# Discovering Hidden Themes with Topic Modelling
The objective of this notebook is to investigate topic modelling, which is how we automatically discover the main themes in a collection of documents. Thie notebook will introduce two crucial concepts: __vectorisation__ (turning text into numbers) and __Latent Diraichlelt Allocation__ (LDA), a popular topic modelling algorithm.

## Setup and Data Cleaning
As before, we start by settling up our environment and running our cleaning pipeline on the BBC dataset. Topic models work best with clean lemmatised text.

In [None]:
import pandas as pd
import nltk
import re
from nltk.corpus import stopwords
from nltk.stem import WordNetLemmatizer

# --- Setup all the cleaning tools ---
nltk.download('stopwords')
nltk.download('wordnet')
stop_words = set(stopwords.words('english'))
lemmatizer = WordNetLemmatizer()

def clean_text(raw_text):
    text = raw_text.lower()
    text = re.sub(r'[^\w\s]', '', text)
    tokens = text.split()
    tokens = [word for word in tokens if word not in stop_words]
    tokens = [lemmatizer.lemmatize(word) for word in tokens]
    return tokens

# --- Load and Clean the Data ---
url = 'https://storage.googleapis.com/dataset-uploader/bbc/bbc-text.csv'
bbc_df = pd.read_csv(url)
bbc_df['final_tokens'] = bbc_df['text'].apply(clean_text)

print("Setup complete. The BBC dataset is loaded and cleaned.")
bbc_df.head()

## Word to Numbers:
You can think of vectorisation as another way to tokenising (to convert the text from text to something a machine understands). The most common method is to create a Document-Term Matrix, where every row is a document and every column is a unique word in the entire vocabulary. The value in each cell is a number representing the importance of that word in that document. 

We will use __TF-IDF__ (Term Frequency-Inverse Document Frequency), a smart way to calculate these values 
- __Term Frequency (TF)__: How often a  word appears in a document
- __Inverse Document Frequency__: How rare a word is across all documents. 

The TF-IDF score gives more weight to words that are frequent in one document but rare everywhere else, making them good keywords for that document

We'll be using the powerful scikit-learn library for this

In [None]:
from sklearn.feature_extraction.text import TfidfVectorizer

# The scikit-learn vectorizer needs strings, not lists of tokens.
# So, we'll join our tokens back into a single string.
bbc_df['cleaned_text_joined'] = bbc_df['final_tokens'].apply(lambda tokens: " ".join(tokens))
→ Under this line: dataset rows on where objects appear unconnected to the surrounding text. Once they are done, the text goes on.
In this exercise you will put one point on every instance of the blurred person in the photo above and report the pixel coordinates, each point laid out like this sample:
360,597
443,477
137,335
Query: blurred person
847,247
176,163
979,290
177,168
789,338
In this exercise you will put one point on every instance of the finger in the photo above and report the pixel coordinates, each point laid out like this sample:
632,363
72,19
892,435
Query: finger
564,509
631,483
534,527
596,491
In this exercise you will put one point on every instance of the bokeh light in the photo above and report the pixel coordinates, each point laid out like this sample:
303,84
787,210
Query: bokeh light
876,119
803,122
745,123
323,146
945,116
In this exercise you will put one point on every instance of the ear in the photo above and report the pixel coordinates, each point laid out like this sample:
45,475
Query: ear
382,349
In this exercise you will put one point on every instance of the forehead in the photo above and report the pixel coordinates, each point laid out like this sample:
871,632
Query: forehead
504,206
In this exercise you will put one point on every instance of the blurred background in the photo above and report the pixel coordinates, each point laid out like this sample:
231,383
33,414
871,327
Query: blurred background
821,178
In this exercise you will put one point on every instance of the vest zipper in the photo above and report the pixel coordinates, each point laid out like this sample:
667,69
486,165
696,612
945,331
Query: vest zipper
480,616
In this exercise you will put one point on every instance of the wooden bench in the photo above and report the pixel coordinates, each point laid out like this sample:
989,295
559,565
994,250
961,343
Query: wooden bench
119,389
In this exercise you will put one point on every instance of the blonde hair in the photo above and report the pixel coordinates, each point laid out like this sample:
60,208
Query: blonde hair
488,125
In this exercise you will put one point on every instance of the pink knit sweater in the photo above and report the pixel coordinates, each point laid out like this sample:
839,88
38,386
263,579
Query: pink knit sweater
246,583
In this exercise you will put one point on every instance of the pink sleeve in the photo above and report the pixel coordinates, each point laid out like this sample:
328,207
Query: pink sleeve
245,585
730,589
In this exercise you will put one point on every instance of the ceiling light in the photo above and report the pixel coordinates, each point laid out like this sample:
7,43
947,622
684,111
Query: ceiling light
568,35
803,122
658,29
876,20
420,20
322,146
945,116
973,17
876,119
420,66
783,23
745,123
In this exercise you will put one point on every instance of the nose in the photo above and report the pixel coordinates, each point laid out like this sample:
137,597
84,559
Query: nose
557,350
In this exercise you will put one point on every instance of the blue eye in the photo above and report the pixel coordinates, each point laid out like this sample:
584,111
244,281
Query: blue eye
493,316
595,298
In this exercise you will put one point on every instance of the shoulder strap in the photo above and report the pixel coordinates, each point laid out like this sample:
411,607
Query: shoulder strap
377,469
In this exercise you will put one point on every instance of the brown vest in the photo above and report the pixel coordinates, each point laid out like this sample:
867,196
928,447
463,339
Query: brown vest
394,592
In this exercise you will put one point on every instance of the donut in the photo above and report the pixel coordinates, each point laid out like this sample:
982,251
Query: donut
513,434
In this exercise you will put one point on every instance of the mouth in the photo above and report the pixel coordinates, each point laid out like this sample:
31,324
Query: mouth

# Initialize the vectorizer
# max_df=0.95 means "ignore words that appear in 95% of documents" (too common)
# min_df=2 means "ignore words that appear in only one document" (too rare)
tfidf_vectorizer = TfidfVectorizer(max_df=0.95, min_df=2, stop_words='english')

# Create the TF-IDF matrix
tfidf_matrix = tfidf_vectorizer.fit_transform(bbc_df['cleaned_text_joined'])

# The output is a sparse matrix - let's see its shape
print(tfidf_matrix.shape)

## Building the Topic Model with LDA
Now that we have a numerical format, we can build our topic model. We'll use the LDA algorithm. 

It works by assuming that each document is a mix of different topics, and each topic is a mix of different words. It's an unsupervised algorithm, meaning we don't give it any data or answers, instead it takes the data and attempts to identify patterns in the topicd. 

We do have to tell it the how many topics we want it to look for. Since we know that the BBC data has 5 categories, it is the perfect number to start with 

In [7]:
from sklearn.decomposition import LatentDirichletAllocation

# We are looking for 5 topics
num_topics = 5

# Create the LDA model
lda = LatentDirichletAllocation(n_components=num_topics, random_state=42)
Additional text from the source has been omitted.